2010-08-16 17:59:58

by Gábor Stefanik

[permalink] [raw]
Subject: [RFT] BCM4312 users with DMA errors, please test!

Hello Everyone!

If you are experiencing DMA errors on a BCM4312, please test the
attached patch. It implements the PCI-E SERDES workaround, which the
hybrid driver is applying during early init to LP-PHY cards, and which
is a good candidate for the cause of the DMA error.
Note that this is not a final patch & it may cause collateral damage
for non-4312 cards; if it helps the 4312 problem, I will submit a
cleaned-up version.

Thanks,
G?bor


Attachments:
pcie_serdes_workaround.diff (3.34 kB)

2010-08-17 20:34:54

by Chris Vine

[permalink] [raw]
Subject: Re: [RFT] BCM4312 users with DMA errors, please test!

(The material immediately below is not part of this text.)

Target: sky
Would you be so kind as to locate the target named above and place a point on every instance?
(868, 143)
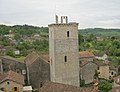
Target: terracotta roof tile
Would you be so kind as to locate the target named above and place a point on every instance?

On Tue, 17 Aug 2010 13:23:37 +0100
Chris Vine <[email protected]> wrote:
> Reverting to 2.6.35.1 solves this. Probably 2.6.36-rc1 would be OK as
> well. I might later today try the ssb patch on the 2.6.35.1 kernel,
> but it doesn't look as if it solves the DMA errors. However,
> yesterday's tests clearly aren't conclusive about anything.

I have applied the patch to 2.6.35.1, and it does not appear to have
any effect on the DMA errors.

Chris



2010-08-16 22:36:05

by Chris Vine

[permalink] [raw]
Subject: Re: [RFT] BCM4312 users with DMA errors, please test!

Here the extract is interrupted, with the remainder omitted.